Camen Design

c share + remix linear_recursion

Creating a Nested HTML Comment Thread From a Linear List, by Magic!

If you have ever created a comment system for a website that supports nested replies you will know that one of the messiest parts of the code is taking a flat list of comments from the database, where usually you have a field for each comment that states what the parent comment is to that comment, and outputting a nested HTML structure where replies sit within their respective comments.

Screenshot of a typical comment thread
A typical comment thread showing nested replies

Normally, the method to deal with this is to convert this linear list into a node tree, replicating the relationships of the comments in a programming object which you can then recurse through and output.

The problem with this approach is that it’s hard to do and requires lots of separate functions and objects and you end up writing a thousand lines of code in order to do it properly and cleanly.

The alternative method is to do it procedurally, limit the nesting depth to a certain amount and just write absolutely crazy, insane kitten-killing, spaghetti code (with GOTOs) that no mother could love. It’ll get the job done quickly, but it will eat at your soul all the way from the hard drive.

I was not prepared to do it either way, so I invented a hybrid approach that achieves the end result in very little code and as elegantly as possible. The down side is that you should never code this way unless you know what you are doing!
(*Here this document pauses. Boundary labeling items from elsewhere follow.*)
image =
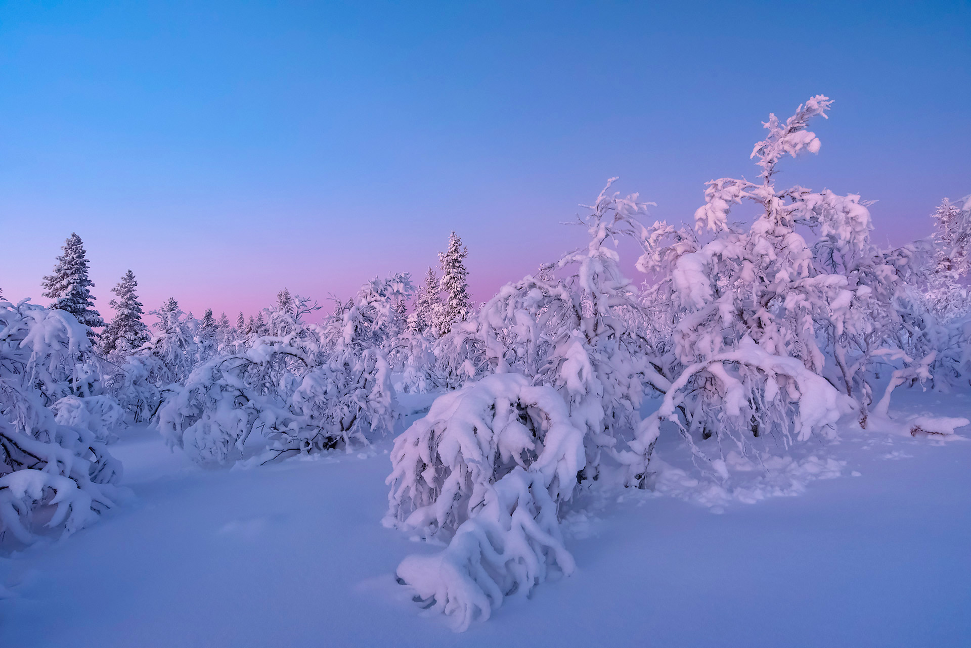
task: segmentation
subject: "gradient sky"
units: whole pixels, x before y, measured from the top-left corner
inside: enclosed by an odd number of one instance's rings
[[[971,192],[971,5],[0,3],[0,287],[84,239],[108,317],[420,277],[455,229],[479,300],[584,242],[606,178],[690,219],[770,112],[836,100],[780,182],[879,200],[880,241]]]

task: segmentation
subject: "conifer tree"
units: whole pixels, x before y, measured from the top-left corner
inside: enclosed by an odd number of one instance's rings
[[[44,297],[54,300],[51,308],[66,310],[82,324],[97,328],[105,325],[94,309],[94,297],[89,288],[94,282],[87,276],[87,257],[81,237],[72,233],[57,257],[53,273],[44,277]]]
[[[956,205],[945,198],[930,217],[934,220],[937,272],[954,278],[967,275],[971,253],[971,222]]]
[[[435,312],[441,307],[439,298],[438,275],[433,268],[428,269],[424,285],[419,288],[415,296],[415,308],[408,316],[408,328],[418,333],[423,333],[432,325]]]
[[[118,284],[112,288],[117,299],[113,299],[108,304],[115,308],[116,314],[115,319],[101,334],[102,352],[130,351],[149,341],[149,327],[142,321],[145,311],[135,293],[137,286],[135,275],[129,270],[121,276]]]
[[[199,320],[199,333],[212,337],[216,333],[216,317],[213,316],[213,309],[206,308],[206,312],[202,314],[202,319]]]
[[[277,306],[285,313],[293,314],[293,298],[290,297],[290,291],[284,288],[279,293],[277,293]]]
[[[442,281],[439,287],[446,294],[445,302],[434,318],[435,328],[440,336],[449,333],[455,322],[465,321],[472,312],[467,281],[469,271],[465,269],[464,263],[468,254],[469,248],[462,246],[461,239],[452,231],[449,237],[449,248],[438,255],[442,264]]]

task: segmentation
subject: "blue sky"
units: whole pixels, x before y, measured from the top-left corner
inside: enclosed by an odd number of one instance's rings
[[[971,193],[967,2],[2,3],[0,287],[39,300],[77,231],[109,316],[129,268],[251,312],[421,276],[455,229],[484,300],[610,177],[689,219],[817,93],[780,181],[879,200],[893,243]]]

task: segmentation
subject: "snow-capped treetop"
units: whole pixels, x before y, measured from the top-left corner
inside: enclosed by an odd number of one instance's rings
[[[142,321],[144,310],[135,292],[137,286],[135,275],[129,270],[121,276],[118,284],[112,288],[117,299],[113,299],[108,304],[115,308],[116,315],[101,334],[101,350],[104,353],[137,349],[151,337],[149,327]]]
[[[51,308],[67,310],[75,318],[91,328],[105,325],[101,314],[94,309],[94,297],[89,288],[94,285],[87,276],[87,257],[81,237],[72,233],[61,247],[53,272],[44,277],[44,297],[54,300]]]
[[[806,130],[806,124],[814,116],[825,117],[825,111],[829,110],[832,103],[827,97],[817,95],[805,104],[800,104],[795,114],[787,119],[785,125],[780,125],[775,114],[769,114],[769,120],[762,124],[768,129],[769,136],[755,144],[751,156],[758,158],[755,164],[762,169],[758,175],[762,178],[762,184],[733,178],[709,180],[706,183],[708,188],[705,189],[705,204],[694,212],[695,228],[699,232],[706,229],[719,232],[727,228],[728,211],[732,205],[741,203],[743,199],[763,206],[764,217],[769,226],[778,223],[780,219],[792,217],[791,212],[797,208],[793,205],[787,206],[785,201],[787,198],[794,200],[806,190],[792,187],[777,192],[773,179],[776,164],[787,153],[795,157],[805,151],[819,152],[820,140],[815,133]]]
[[[432,323],[435,320],[435,312],[442,308],[442,300],[439,297],[441,290],[435,269],[428,268],[425,282],[418,289],[412,313],[408,316],[409,329],[417,333],[435,330]]]
[[[960,209],[945,198],[930,214],[934,220],[934,240],[936,252],[936,268],[940,273],[948,273],[954,278],[968,274],[971,260],[971,200],[965,201],[965,208]]]
[[[758,177],[764,178],[766,184],[776,173],[776,163],[787,153],[795,157],[804,150],[820,152],[820,140],[816,133],[806,130],[806,124],[817,115],[827,118],[826,111],[832,103],[829,97],[818,94],[800,104],[795,114],[787,119],[784,126],[779,124],[779,118],[774,113],[769,113],[769,120],[762,122],[769,135],[756,143],[752,150],[752,157],[758,158],[755,164],[762,168]]]
[[[446,294],[445,302],[435,313],[435,328],[440,336],[449,333],[455,322],[465,321],[472,312],[469,271],[465,268],[465,257],[468,254],[469,248],[462,246],[462,240],[452,230],[449,237],[449,248],[438,255],[442,264],[439,289]]]

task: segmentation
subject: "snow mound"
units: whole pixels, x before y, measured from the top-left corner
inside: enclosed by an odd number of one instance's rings
[[[802,460],[791,456],[765,456],[754,462],[737,452],[725,455],[720,474],[692,477],[686,470],[659,459],[654,492],[708,506],[720,513],[735,503],[755,503],[768,498],[792,497],[806,491],[816,479],[834,479],[843,474],[846,462],[811,455]]]

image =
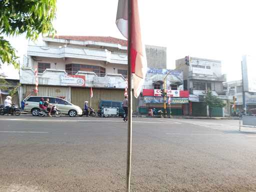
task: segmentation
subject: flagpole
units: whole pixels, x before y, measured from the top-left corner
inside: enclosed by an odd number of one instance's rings
[[[130,63],[130,48],[132,45],[132,0],[128,0],[128,134],[127,143],[126,188],[130,191],[130,170],[132,166],[132,64]]]

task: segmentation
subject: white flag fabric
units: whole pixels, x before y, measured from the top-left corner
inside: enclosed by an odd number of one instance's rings
[[[170,104],[170,96],[169,96],[169,98],[168,99],[168,104]]]
[[[147,64],[145,46],[142,42],[138,0],[130,0],[132,4],[130,60],[134,96],[138,98],[144,84]],[[128,0],[119,0],[116,14],[116,26],[128,38]]]

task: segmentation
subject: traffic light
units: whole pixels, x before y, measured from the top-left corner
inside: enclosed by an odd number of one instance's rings
[[[160,94],[161,95],[161,96],[164,96],[164,90],[161,90],[160,91]]]
[[[185,64],[187,66],[190,65],[190,56],[185,56]]]

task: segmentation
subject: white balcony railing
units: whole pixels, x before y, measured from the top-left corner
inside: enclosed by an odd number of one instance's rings
[[[22,84],[35,84],[34,72],[32,68],[22,68],[20,69],[20,82]],[[120,74],[96,74],[94,72],[78,71],[72,74],[83,75],[85,76],[85,84],[87,87],[112,88],[124,88],[126,77]],[[47,68],[38,74],[40,85],[55,86],[64,86],[61,77],[68,75],[64,70]]]
[[[112,64],[127,64],[126,54],[112,52],[107,50],[78,48],[62,46],[59,48],[28,46],[28,54],[30,56],[51,58],[76,58],[102,60]]]

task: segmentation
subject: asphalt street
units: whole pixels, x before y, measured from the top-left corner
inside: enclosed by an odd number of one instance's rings
[[[133,192],[256,192],[256,128],[133,118]],[[126,191],[127,124],[0,116],[0,192]]]

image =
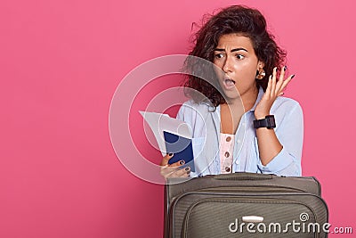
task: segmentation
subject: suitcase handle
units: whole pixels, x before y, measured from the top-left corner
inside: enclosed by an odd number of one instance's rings
[[[228,175],[217,175],[214,176],[216,180],[268,180],[272,179],[273,175],[238,172]]]

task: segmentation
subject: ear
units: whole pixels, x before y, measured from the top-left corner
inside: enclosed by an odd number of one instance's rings
[[[263,69],[264,67],[264,62],[262,61],[258,61],[257,62],[257,70]]]

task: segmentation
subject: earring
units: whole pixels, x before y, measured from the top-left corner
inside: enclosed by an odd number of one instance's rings
[[[266,76],[266,72],[263,70],[263,69],[261,69],[261,71],[256,71],[256,79],[262,79],[264,78],[264,76]]]

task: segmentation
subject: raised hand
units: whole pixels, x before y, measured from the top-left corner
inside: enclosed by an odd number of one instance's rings
[[[255,117],[256,119],[264,119],[267,115],[270,114],[271,108],[278,96],[283,95],[283,90],[288,85],[290,80],[295,77],[295,75],[291,75],[286,79],[287,67],[283,67],[279,79],[277,81],[277,67],[273,69],[272,75],[270,76],[268,79],[268,86],[266,92],[264,92],[263,96],[261,101],[258,103],[257,106],[255,109]]]

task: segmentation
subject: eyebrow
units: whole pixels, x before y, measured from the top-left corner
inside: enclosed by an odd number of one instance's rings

There once was a master programmer who wrote unstructured programs. A novice programmer, seeking to imitate him, also began to write unstructured programs. When the novice asked the master to evaluate his progress, the master criticized him for writing unstructured programs, saying, “What is appropriate for the master is not appropriate for the novice. You must understand the Tao before transcending structure.”

The Tao of Programming

My code linearly traverses an array using a recursive function. That, in just about any programming school of thought is bad coding and not to be done! However, I am a hacker, and transcend to a skill level where all wrongs are also tools to be used and abused for art. This code works, and that is all that matters—there is no good or bad, just code.

Initialise Data

Let’s initialise the code using an example table of data, like this. You could imagine that this has been pulled from an SQL query. Each comment has a parent field that will point to the ID of the comment it is in reply to, a parent of “0” will mean the comment is at root level.

$comments = array (
	1 => array (
		"parent" => 0,	"datetime" => "2011/01/04 15:25:00", "name" => "Alice",
		"text"   =>	"Mario is better than Sonic! Mario has always had successful games, where".
				"as Sonic’s games have been sucking for a decade"
	2 => array (
		"parent" => 1,	"datetime" => "2011/01/04 15:27:00", "name" => "Bob",
		"text"   =>	"Er, aren’t we forgetting Hotel Mario?"
	3 => array (
		"parent" => 0,	"datetime" => "2011/01/04 15:32:00", "name" => "Alex",
		"text"   =>	"*Sits in the corner curled into a ball rocking…* Don’t want Shadow… Don’t want Shadow…"
	4 => array (
		"parent" => 1,	"datetime" => "2011/01/04 16:02:00", "name" => "Bill",
		"text"   =>	"At least Sega have been trying new things; Nintendo have been making the same damn".
				"game for the last 25 years!"
	5 => array (
		"parent" => 4,	"datetime" => "2011/01/04 16:14:00", "name" => "Charlie",
		"text"   =>	"Everything after Sonic and Knuckles doesn’t exist in my eyes."

Nest and Sort

First, we need to sort these comments. Sorting by date alone won’t really work because the newest comment might be a reply to an old comment in the middle of the thread. We need to first get the comment nesting sorted and then sort each branch of the tree by date.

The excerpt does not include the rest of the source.